Reggio Calabria, detenuto portato in ospedale aggredisce agenti penitenziari

Reggio Calabria – Due agenti penitenziari e una guardia giurata sono stati aggrediti da un detenuto che stavano accompagnando al pronto soccorso dell’ospedale di Reggio Calabria per accertamenti dopo avere dichiarato di avere ingerito un corpo estraneo-
A darne notizia sono Giovanni Battista Durante segretario generale aggiunto del Sappe e Damiano Bellucci segretario nazionale dello stesso sindacato.
Gli agenti e la guardia, a seguito dell’aggressione hanno dovuto fare ricorso alle cure dei sanitari. Per riportare la calma nel pronto soccorso del nosocomio è stato necessario l’invio di altro personale e degli agenti del posto di polizia.

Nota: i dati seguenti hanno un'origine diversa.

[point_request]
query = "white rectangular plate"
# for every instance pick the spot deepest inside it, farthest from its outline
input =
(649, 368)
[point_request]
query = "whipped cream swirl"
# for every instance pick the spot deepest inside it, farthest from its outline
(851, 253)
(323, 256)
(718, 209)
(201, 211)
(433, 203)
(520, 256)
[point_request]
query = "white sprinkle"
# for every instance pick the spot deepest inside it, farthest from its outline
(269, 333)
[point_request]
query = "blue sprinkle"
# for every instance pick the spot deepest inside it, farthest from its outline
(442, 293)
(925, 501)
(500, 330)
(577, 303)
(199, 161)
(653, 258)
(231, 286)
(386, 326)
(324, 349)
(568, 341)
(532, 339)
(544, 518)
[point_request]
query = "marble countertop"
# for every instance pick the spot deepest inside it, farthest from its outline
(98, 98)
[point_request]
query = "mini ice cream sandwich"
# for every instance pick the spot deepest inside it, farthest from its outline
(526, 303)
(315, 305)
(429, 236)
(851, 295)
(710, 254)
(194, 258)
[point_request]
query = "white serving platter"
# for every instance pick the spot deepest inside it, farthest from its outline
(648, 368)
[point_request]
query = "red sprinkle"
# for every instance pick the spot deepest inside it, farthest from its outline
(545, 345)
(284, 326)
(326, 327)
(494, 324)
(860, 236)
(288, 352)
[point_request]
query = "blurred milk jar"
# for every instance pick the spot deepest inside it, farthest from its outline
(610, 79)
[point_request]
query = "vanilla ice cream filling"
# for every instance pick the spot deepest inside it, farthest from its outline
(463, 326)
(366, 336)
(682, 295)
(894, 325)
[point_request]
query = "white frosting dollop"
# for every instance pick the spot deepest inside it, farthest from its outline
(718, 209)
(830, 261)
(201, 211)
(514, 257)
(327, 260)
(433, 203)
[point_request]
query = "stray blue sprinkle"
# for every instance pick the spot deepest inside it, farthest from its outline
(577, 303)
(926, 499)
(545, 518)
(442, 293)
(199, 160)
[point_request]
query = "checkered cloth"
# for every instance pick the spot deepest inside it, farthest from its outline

L’aggressore, italiano, si trovava nel carcere S.Pietro di Reggio dove era stato inviato dall’istituto di Vibo Valentia probabilmente per un periodo di osservazione psichiatrica.
“Questo dovrebbe far comprendere al ministro – sostengono Durante e Bellucci – che, in alcune circostanze, anche la polizia penitenziaria potrebbe avere bisogno del taser”.